Carlos Heitor Cony morreu no início de janeiro de 2018. No dia 31 de dezembro de 2017, foi publicada sua última crônica na página 2 da Folha de S.Paulo, onde ocupava alguns dias da semana a mesma coluna, “Rio”, que até 1997 tinha sido de Antonio Callado.

O texto que acabou sendo sua despedida é lírico, nostálgico, de uma pureza infantil: uma carta a uma criança que vai em breve se dar conta de que Papai Noel não existe e aquele Natal, ocorrido na semana anterior, terá sido o último em que “conseguimos manter o mistério”.

Como sempre, ao longo de quase 13 anos, Cony provava a habilidade incrível de fazer caber em um microtexto, de 1.700 caracteres, muitas informações narradas com grande qualidade literária, de “dimensões antológicas”, como classifica o escritor e jornalista Bernardo Ajzenberg, responsável pela organização e introdução do livro Quase Antologia, que o selo Três Estrelas, da Folha, acaba de lançar.

As páginas de opinião da Folha (2 e 3 de seu primeiro caderno) são quase inteiramente dedicadas a textos de jornalismo duro, críticas e análises sobre política, economia, no mais das vezes, sempre de temas de interesse nacional. Mas desde o início dos anos 1990, a partir do momento em que Otto Lara Resende ocupou o espaço, a coluna dedicada ao “Rio” tem sido produzida por uma sucessão de autores de grande esmero literário, sempre muito superior à média do jornal. Não seria injusto dizer que ali se publicam alguns dos melhores textos da Folha. Mesmo Ruy Castro, outro dos melhores escritores nacionais, agora principal ocupante do espaço, atribui à maestria de Cony uma de suas referências na crônica jornalística.

Cony foi um raro caso de jornalista que recebeu reconhecimento pela obra literária ainda jovem e pôde usufruir desses louros ao longo de quase 50 anos. Estreou no jornalismo aos 26, em 1952, depois de sete anos em um seminário para padres, um ano estudando filosofia e dois em um curso militar. Nunca mais largou a imprensa, mas também produziu uma grande obra literária a partir de 1958.
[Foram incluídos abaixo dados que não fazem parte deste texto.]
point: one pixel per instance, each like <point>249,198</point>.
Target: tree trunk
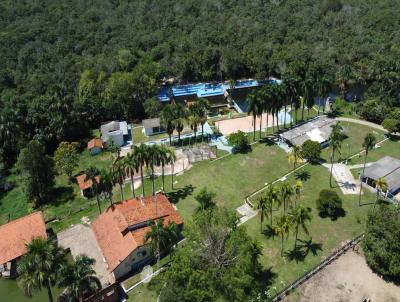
<point>49,293</point>
<point>359,196</point>
<point>162,175</point>
<point>142,179</point>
Entre 2005 e o último dia de 2017, escreveu sobre todos os assuntos e sobre nenhum: a falta de assunto foi um dos temas de que ele mais habilidosamente tratou. “A melhor solução quando um cronista não tem assunto é escrever sobre a morte da bezerra. No entanto, se fosse seguir a regra, eu matava todas as bezerras do mundo”. Esse texto, em que confessa a falta de inspiração, termina com uma explicação
ainda mais transparente:

“Que as bezerras me perdoem, à custa delas pretendo comprar um carro novo”.

Assim, o escritor provava mais uma vez sua fidelidade à profissão. “Escrever é um ofício, não uma arte, e o sujeito que abandona seu ofício por lhe faltar inspiração não se leva a sério. E pode acabar economicamente quebrado”, ensina William Zinsser, no clássico Como Escrever Bem (Três Estrelas, 2017).

Ainda que mantivesse o trabalho diário com maestria, havia certa melancolia em alguns de seus textos, talvez maior ao final. Ela se manifesta especialmente em “Se eu morrer amanhã” (de
5/3/2017): “Se eu morrer amanhã, não levarei saudade de Donald Trump. Também não levarei saudade da operação Lava Jato nem do mensalão”. Depois de listar uma série de temas, ele concluía:
“Enfim, não levarei saudade de mim mesmo, de meus fracassos nem minhas dívidas. Finalmente, não terei saudades dos milagres dos pastores evangélicos nem de um mundo que cada vez fica mais imundo”.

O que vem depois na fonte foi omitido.